FAQ: Malpractice for Side Gigs and Locums (7 Key Questions)

  1. If a group says “you’re covered under our policy,” is that enough?
    No. You need specifics:

    • Claims-made vs occurrence
    • Policy limits
    • Who buys tail
    • Activities and locations covered
      Verbal assurances are worthless when letters from attorneys start arriving. Get it in the contract or a written confirmation from the risk/credentialing department.
  2. Can I be double-covered—by the group and my own malpractice policy?
    Yes, and it happens all the time. The policies will sort out who pays first (primary) and who is excess. Occasionally this creates small annoyances in claim handling, but it is far better than being uninsured. Tell your broker that some work is “employer-covered” so they can structure it correctly.

  3. Do residents and fellows need their own policy for moonlighting?
    Sometimes. Internal moonlighting within your own institution is often covered by the residency’s policy, but outside moonlighting (urgent care, telemed, community hospital ED shifts) might not be. You need written confirmation from:

    • Your GME office about what the residency policy covers
    • The moonlighting site about their coverage
      Many residents carry a cheap moonlighting policy just to sleep at night.
  4. Is a $1M/$3M policy enough for locums and side gigs?
    Often yes, but it depends on your specialty and state norms. Many hospitals require minimum limits. You generally want to match what’s standard in your region and specialty. Underinsuring to save a few hundred dollars is almost never worth the long-term risk, especially in high-liability fields (OB, neurosurgery, EM).

  5. What happens if I switch states or do telemedicine across multiple states?
    Malpractice is state-specific. Just because you’re licensed does not mean your policy covers that state. If you’re doing telehealth or travel locums, you must confirm that:

    • The policy is licensed/written in all relevant states
    • Cross-state telemedicine is explicitly covered
      Your broker can structure multi-state coverage, but you have to ask for it.
  6. Can my main full-time job’s malpractice policy cover my side gig?
    Usually not, unless the side gig is formally part of that employer’s scope and they explicitly agree in writing. Most hospital or group policies exclude “outside activities” except maybe informal teaching. Do not assume your main job’s coverage extends to outside moonlighting, telemed, or aesthetics.

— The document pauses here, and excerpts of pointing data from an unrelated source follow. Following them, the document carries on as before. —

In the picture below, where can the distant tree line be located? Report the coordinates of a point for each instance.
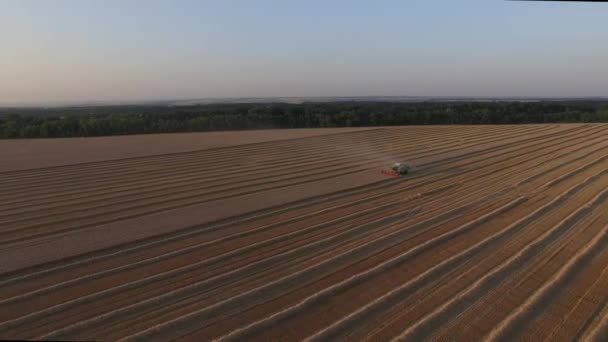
(120, 120)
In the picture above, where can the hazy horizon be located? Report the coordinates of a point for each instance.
(70, 52)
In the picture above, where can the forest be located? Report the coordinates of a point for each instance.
(122, 120)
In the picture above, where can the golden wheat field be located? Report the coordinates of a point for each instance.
(499, 233)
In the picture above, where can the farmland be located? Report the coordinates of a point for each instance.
(500, 232)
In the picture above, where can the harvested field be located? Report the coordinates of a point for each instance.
(501, 232)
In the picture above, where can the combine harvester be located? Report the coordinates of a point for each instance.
(398, 170)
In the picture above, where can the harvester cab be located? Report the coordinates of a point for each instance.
(398, 169)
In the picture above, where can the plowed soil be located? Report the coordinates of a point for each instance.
(500, 233)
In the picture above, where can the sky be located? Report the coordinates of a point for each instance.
(73, 51)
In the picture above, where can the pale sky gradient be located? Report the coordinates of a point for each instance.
(129, 50)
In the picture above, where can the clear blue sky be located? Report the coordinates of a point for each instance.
(73, 51)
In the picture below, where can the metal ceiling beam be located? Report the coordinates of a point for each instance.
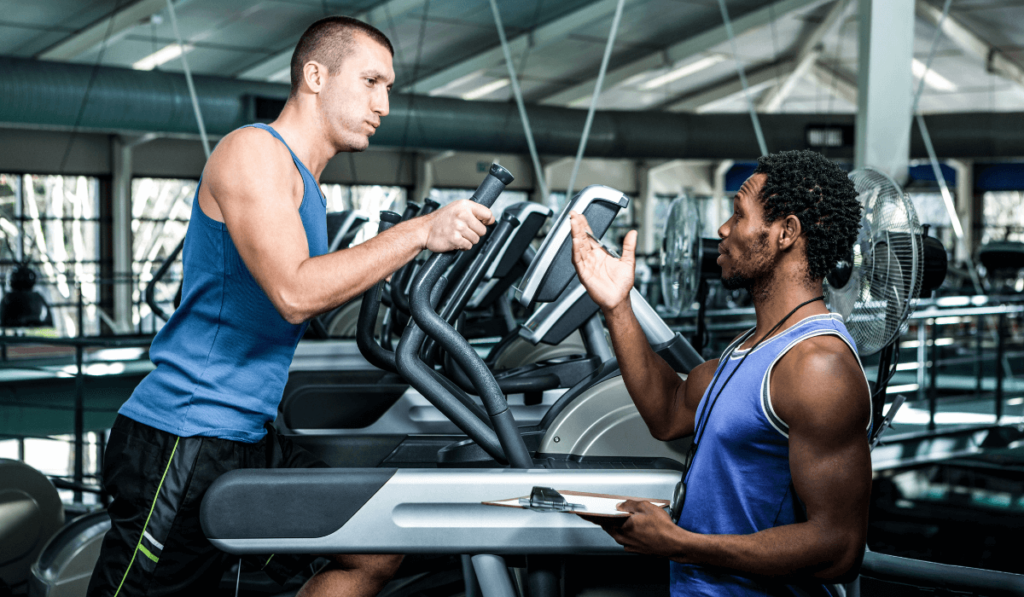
(48, 95)
(808, 54)
(539, 37)
(835, 81)
(681, 50)
(123, 19)
(995, 60)
(755, 77)
(379, 16)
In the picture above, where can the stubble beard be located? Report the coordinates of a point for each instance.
(758, 280)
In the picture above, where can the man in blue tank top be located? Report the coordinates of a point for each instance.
(779, 479)
(255, 271)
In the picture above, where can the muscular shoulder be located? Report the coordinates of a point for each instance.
(250, 160)
(819, 384)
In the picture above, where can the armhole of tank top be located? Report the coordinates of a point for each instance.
(736, 343)
(766, 407)
(295, 161)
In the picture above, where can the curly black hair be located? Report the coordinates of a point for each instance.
(815, 189)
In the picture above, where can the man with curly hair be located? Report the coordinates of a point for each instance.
(779, 477)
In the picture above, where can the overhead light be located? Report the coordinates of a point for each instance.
(485, 89)
(162, 55)
(455, 84)
(684, 71)
(932, 79)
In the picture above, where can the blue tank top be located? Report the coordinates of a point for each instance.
(739, 481)
(222, 357)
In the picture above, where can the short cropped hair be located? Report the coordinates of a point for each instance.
(815, 189)
(329, 41)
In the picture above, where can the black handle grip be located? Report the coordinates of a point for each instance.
(498, 178)
(429, 206)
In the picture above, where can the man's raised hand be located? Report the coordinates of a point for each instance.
(607, 280)
(457, 225)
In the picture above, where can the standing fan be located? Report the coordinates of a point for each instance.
(876, 289)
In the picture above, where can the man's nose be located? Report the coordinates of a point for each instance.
(381, 104)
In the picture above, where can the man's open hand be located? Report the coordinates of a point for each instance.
(608, 281)
(647, 530)
(457, 225)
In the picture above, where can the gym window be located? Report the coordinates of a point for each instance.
(52, 223)
(160, 212)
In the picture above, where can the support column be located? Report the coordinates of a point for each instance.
(121, 162)
(425, 174)
(721, 201)
(884, 82)
(965, 205)
(644, 210)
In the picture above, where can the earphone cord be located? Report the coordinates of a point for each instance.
(701, 425)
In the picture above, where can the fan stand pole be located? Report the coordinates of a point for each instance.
(701, 332)
(882, 383)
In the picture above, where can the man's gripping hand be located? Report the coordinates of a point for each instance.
(648, 530)
(457, 225)
(608, 281)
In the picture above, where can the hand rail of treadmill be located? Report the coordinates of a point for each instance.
(944, 577)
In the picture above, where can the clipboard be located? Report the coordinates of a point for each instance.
(549, 500)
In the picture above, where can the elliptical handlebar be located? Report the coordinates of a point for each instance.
(399, 280)
(460, 295)
(150, 294)
(371, 350)
(428, 284)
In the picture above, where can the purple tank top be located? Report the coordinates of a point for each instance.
(739, 481)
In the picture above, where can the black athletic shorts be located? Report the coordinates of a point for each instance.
(157, 480)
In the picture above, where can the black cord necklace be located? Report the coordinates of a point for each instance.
(701, 424)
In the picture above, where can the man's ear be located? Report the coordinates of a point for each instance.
(792, 229)
(314, 76)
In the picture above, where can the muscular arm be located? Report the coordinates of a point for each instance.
(251, 182)
(666, 402)
(832, 474)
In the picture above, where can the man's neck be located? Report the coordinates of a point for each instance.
(781, 298)
(302, 131)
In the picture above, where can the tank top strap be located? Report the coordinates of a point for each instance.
(276, 135)
(308, 180)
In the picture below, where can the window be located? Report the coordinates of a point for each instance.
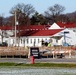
(31, 40)
(38, 40)
(27, 40)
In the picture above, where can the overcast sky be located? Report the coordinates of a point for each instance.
(39, 5)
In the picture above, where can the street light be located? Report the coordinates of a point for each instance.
(16, 23)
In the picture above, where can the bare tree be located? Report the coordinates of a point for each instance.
(55, 11)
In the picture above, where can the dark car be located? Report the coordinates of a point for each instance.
(3, 44)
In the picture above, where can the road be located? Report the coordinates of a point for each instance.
(47, 60)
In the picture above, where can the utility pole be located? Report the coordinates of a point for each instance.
(15, 29)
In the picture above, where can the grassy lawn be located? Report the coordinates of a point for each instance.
(65, 65)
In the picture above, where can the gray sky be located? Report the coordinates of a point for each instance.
(39, 5)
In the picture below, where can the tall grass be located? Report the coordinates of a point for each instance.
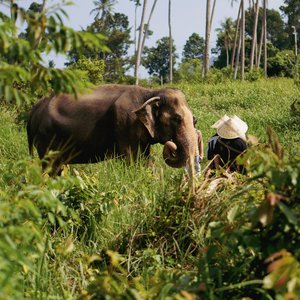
(114, 229)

It almost never does without a specific endorsement.

  7. How much does a separate moonlighting malpractice policy usually cost?
    Ballpark numbers vary wildly by specialty, state, and limits, but:

    • Low-risk primary care moonlighting: maybe a few thousand per year
    • Procedure-heavy or high-risk (EM, OB, surgery): significantly more
      Part-time and moonlighting policies are generally cheaper than full-time. The right move is to get quotes rather than guess. A 10-minute call to a broker can replace a year of anxiety.

Open the contract for your current or next side gig or locums job right now and search for the words “malpractice,” “professional liability,” and “tail.” If you cannot clearly explain to another physician who covers what and when, send one email today asking for written clarification before your next shift.